Eight days after the article was published, Mr. Shoumali wrote to Ms. Callimachi and other Times reporters, in an e-mail exchange I obtained, saying that “Syrian contacts are increasingly raising concerns. questions about the credibility of one of our sources ”and that Mr. Abo Aljoud changed the details of the story in a conversation the two men had after the story was published.
Ms Callimachi replied by email that details of the prison scene had been “independently confirmed by European hostages held at the same location or by the State Department” – a response that seems puzzling, given that the The story featured the observations of Mr. Abo Aljoud as his eyewitness Count.
The Times was worried enough about this 2014 story to fire another journalist, Tim Arango, to southern Turkey soon after it was published to re-interview Mr. Abo Aljoud, who repeated his story to him and Mr. Shoumali. I tried again in early October. Like Ms. Callimachi, I do not speak Arabic and I hired another Syrian journalist to ask my questions to Mr. Abo Aljoud. In this interview, he told a version of the story that appeared in The Times, but with elements that clouded the proper narrative. He said he saw only one hostage, not the three suggested by The Times. And he said he didn’t realize until after his release that he hadn’t seen any of them – contrary to the impression the Times article had left.
Ms Callimachi said in an email that she wanted the story to be clearer about the “limits” of reporting on terrorists. “Looking back, I wish I had added more attribution so readers could know the steps I took to corroborate her account details,” she said.
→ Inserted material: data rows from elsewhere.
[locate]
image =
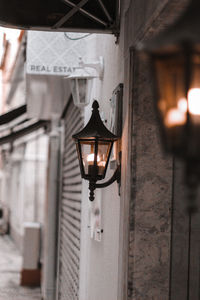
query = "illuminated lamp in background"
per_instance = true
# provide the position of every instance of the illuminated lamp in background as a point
(174, 60)
(94, 145)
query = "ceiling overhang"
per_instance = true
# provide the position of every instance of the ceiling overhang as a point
(61, 15)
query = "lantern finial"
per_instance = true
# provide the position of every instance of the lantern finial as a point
(95, 105)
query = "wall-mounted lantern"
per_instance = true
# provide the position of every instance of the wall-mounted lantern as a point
(175, 66)
(94, 144)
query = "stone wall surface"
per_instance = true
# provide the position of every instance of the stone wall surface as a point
(158, 225)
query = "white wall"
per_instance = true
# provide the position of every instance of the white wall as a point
(99, 260)
(27, 195)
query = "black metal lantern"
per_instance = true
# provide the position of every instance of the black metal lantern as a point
(175, 66)
(94, 145)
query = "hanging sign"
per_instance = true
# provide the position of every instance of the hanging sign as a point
(54, 53)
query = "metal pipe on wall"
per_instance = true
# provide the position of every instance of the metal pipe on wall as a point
(49, 271)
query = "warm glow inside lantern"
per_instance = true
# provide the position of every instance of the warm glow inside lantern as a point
(175, 57)
(94, 144)
(177, 78)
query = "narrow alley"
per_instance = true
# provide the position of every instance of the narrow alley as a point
(10, 266)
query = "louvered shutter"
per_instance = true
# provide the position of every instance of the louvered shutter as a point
(70, 211)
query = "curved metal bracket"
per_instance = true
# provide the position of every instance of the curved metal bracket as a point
(116, 177)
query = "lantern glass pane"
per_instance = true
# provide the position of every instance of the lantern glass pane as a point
(91, 167)
(103, 154)
(193, 98)
(171, 98)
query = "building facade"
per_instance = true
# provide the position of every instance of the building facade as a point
(148, 248)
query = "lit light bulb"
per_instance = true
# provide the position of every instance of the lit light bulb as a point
(194, 101)
(175, 117)
(90, 157)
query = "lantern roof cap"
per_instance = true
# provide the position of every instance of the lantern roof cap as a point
(95, 127)
(185, 32)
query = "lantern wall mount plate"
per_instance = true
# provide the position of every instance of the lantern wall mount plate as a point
(94, 145)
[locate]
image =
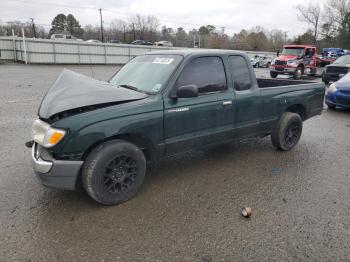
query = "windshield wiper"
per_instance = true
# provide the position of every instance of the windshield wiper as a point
(130, 87)
(133, 88)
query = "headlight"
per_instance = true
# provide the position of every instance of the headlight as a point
(291, 62)
(45, 135)
(331, 89)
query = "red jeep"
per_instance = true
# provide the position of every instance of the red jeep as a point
(295, 60)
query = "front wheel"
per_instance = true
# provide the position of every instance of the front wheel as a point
(298, 73)
(287, 132)
(113, 172)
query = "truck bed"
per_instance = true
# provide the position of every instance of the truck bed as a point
(265, 83)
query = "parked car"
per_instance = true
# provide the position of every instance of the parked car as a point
(113, 41)
(337, 70)
(163, 43)
(158, 105)
(295, 60)
(141, 42)
(93, 41)
(261, 61)
(333, 52)
(338, 93)
(64, 37)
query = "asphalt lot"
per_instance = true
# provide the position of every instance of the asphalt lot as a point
(189, 207)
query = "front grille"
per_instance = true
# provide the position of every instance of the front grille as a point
(337, 70)
(346, 92)
(344, 102)
(279, 62)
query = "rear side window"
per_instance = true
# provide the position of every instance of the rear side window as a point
(207, 73)
(240, 73)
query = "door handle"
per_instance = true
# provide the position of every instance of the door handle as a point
(227, 103)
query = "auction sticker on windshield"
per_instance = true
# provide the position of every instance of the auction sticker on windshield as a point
(163, 60)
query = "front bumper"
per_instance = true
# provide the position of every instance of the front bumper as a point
(282, 69)
(338, 99)
(331, 77)
(54, 173)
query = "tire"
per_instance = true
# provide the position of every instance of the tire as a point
(298, 73)
(287, 131)
(114, 172)
(273, 74)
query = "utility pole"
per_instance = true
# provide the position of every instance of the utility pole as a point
(33, 27)
(124, 34)
(285, 37)
(133, 29)
(102, 37)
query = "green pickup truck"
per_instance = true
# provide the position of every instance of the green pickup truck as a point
(102, 135)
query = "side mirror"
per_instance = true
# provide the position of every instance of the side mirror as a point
(187, 91)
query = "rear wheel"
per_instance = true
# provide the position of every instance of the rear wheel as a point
(113, 172)
(273, 74)
(287, 132)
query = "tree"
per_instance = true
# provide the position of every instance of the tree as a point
(338, 16)
(305, 39)
(58, 24)
(72, 26)
(310, 14)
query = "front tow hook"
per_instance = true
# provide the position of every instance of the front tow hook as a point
(29, 144)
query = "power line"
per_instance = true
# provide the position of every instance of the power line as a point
(102, 38)
(112, 11)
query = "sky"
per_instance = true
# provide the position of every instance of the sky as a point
(234, 15)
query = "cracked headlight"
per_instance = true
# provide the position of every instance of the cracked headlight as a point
(45, 135)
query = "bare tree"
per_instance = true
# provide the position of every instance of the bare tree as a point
(338, 16)
(310, 14)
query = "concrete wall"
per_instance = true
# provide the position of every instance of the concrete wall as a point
(46, 51)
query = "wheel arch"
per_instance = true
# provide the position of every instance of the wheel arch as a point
(139, 140)
(298, 109)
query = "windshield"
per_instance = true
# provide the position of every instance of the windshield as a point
(295, 51)
(343, 60)
(147, 73)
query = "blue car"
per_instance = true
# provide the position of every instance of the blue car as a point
(338, 93)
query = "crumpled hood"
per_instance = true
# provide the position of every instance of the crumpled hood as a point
(343, 84)
(72, 91)
(286, 57)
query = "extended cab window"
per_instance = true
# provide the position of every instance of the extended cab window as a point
(240, 73)
(207, 73)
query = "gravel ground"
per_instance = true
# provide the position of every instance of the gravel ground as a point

Mr. Kahn, the international editor at the time, continues to support the story.
“The questions raised about a source in an article Rukmini wrote on American hostages in Syria were thoroughly examined at the time by journalists and editors at the international bureau and by the editor of The Times. , and the results of those reviews have been published, ”he said in an email. “I am not aware of any new information which casts doubt on the way it was handled.”
Those questions aside, the article arguably had an impact in Washington, causing the United States government to reconsider its ban on paying ransom. But the room itself now rests under an uncomfortable cloud of doubt. He remains on the Times website, without acknowledgment of the questions surrounding the opening anecdote. The only correction says that the story, when it was first published, did not make it clear that Mr. Abo Aljoud had used a pseudonym.
Last month, that same cloud of doubt descended on the caliphate. And Ms Callimachi now faces intense criticism from inside and outside The Times – for her style of reporting, for the cinematic narratives in her writing, and for the Times’ place in larger arguments about portrayals. terrorism.
But while some of the coverage portrayed her as some sort of rogue actor at The Times, my reporting suggests that she was delivering what the top leaders of the news organization demanded, with their support.
Mousab Alhamadee contributed reporting.